Gina terbatuk beberapa kali sebelum berbicara, “Segitu kagetnya lo?”
Nisa menarik nafasnya. “Jantung lo baik-baik aja, kan?”
“Gak lucu.”
“Ini gue serius. Lo ngejar siapa, sih?” Tanya Gina.
“Kepo aja lo,” Jean berjalan kembali ke kelasnya.
“E… ni anak songong,” Balas Gina bercanda.

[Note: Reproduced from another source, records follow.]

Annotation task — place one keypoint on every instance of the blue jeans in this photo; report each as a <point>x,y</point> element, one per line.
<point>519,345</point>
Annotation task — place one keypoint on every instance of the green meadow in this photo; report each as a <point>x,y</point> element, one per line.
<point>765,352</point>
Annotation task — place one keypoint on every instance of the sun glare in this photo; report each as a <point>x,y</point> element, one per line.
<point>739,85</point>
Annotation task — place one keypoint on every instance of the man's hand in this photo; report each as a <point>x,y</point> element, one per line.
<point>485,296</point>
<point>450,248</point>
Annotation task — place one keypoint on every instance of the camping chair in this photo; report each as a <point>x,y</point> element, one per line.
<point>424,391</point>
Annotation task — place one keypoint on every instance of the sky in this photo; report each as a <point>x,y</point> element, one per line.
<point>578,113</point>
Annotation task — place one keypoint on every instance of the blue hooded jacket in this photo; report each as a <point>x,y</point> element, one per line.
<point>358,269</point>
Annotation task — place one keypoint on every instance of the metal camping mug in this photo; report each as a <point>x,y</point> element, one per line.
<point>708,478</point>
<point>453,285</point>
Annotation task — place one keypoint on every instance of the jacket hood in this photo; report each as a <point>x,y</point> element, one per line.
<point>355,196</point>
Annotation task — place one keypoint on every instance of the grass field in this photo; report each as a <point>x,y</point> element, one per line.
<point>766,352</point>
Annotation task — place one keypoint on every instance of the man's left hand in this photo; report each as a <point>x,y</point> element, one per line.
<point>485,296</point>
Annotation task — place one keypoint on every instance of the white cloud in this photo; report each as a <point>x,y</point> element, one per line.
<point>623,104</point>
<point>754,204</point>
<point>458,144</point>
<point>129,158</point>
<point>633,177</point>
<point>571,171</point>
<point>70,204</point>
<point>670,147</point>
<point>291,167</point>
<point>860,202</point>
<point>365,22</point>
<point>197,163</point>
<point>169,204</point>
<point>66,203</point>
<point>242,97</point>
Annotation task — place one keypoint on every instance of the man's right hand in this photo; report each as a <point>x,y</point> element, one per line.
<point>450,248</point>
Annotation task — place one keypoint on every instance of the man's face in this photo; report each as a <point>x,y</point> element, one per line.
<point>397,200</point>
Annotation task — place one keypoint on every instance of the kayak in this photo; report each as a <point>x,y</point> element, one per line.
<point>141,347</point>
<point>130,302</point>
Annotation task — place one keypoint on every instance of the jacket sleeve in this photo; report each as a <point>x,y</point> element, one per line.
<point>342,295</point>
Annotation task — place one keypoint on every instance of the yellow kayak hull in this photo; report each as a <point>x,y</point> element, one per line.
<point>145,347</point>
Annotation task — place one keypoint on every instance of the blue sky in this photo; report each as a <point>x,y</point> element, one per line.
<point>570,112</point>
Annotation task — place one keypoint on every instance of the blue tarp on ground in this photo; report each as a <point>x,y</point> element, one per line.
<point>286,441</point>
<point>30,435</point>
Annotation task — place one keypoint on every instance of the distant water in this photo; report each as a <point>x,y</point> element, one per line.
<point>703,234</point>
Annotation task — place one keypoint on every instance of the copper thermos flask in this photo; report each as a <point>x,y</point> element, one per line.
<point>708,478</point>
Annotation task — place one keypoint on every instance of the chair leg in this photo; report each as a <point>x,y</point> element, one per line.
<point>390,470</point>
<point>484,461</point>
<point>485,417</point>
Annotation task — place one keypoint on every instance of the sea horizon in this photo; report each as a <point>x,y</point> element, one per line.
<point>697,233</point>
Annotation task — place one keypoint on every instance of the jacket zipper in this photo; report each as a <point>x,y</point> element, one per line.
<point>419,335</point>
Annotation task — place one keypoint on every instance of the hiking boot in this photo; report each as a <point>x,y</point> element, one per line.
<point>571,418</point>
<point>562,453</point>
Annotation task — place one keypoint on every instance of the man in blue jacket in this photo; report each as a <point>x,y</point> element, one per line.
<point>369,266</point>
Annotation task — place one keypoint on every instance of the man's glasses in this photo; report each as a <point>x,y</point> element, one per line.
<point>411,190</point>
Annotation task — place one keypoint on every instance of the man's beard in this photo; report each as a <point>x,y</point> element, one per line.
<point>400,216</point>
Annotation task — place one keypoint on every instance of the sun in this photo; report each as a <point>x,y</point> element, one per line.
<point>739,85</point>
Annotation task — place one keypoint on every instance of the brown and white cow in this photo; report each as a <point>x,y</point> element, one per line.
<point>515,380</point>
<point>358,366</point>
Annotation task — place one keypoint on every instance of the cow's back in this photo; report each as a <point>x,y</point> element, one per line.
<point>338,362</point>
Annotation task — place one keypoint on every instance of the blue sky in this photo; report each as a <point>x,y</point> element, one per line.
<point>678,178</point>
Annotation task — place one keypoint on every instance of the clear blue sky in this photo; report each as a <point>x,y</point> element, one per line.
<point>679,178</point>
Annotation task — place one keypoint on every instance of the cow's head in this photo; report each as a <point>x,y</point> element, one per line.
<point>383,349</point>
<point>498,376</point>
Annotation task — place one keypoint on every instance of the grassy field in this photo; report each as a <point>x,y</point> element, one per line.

“Udah, udah. Gue cape ni,” Ucap Nisa sambil meletakkan tangannya di bahu Gina dan sesekali tertawa pelan.
>>>>><<<<<
Saat jam kuliah berlangsung. Jean hanya menulis pada selembar kertas kosong dengan pandangan yang tak fokus pada apapun. Tapi tangannya bergerak sesuai dengan apa yang ia dengar. Pikirannya mulai dibayangi rasa penasaran yang semakin menumpuk.
Kaca mata.
Putih langsat.
Rambut rapih.
Kemeja putih.
Jeans hitam.
Sepatu mengkilap.
Seperti itulah bayangan orang misterius itu. Sulit baginya untuk mengenali wajah orang itu dengan jelas. Setiap kali melihatnya selalu dengan jarak berjauhan. Itu mengapa Jean mengejar orang itu.
Jean, Jean, Jean…
Tiba-tiba seseorang terbayang memanggilnya. Dengan berlahan Jean melihat kearah dosennya. Dan benar saja, dosennya memanggilnya.
“Tolong simpulkan apa yang saya terangkan tadi,” Dosennya kemudian membereskan barang-barangnya. Dengan tenang, Jean melihat tulisannya. Tanpa sadar di sana sudah ada beberapa ringkasan materi yang baru saja diterangkan dosennya.
“Jean, saya menunggu,” Ucap dosennya.
Jean melihat dosennya dan mengambil nafas berlahan, lalu mengucapkan apa yang ditulisannya. Soal menghafal Jean memang sangat unggul. Itu mengapa Jean sangat terlatih untuk berakting.
Dengan lancar Jean mengucapkan apa yang telah disimpulkan dalam otaknya tentang semua catatan tak teratur miliknya. Dosennya terlihat puas dengan kesimpulan yang dibuat Jean.
“Ok, Thanks,” Jean berhenti. “Kurang lebih kesimpulannya seperti itu. Sekian pelajaran dari saya,” Dosennya berjalan keluar dari ruang kelas.
Jean segera menarik nafas lega setelah dosennya keluar. Ia segera menundukkan kepalanya hingga menyentuh permukaan meja. Belum juga ia menenangkan diri. Ada sebuah panggilan.
“Jean Andita,” Panggil seseorang. Jean segera mengangkat kepalanya.
“Saya, pak,” Jean mengangkat tangan dan kemudian berdiri.
“Ada titipan surat untuk anda,” Orang itu mengeluarkan sebuah surat. Jean segera menghampiri orang itu.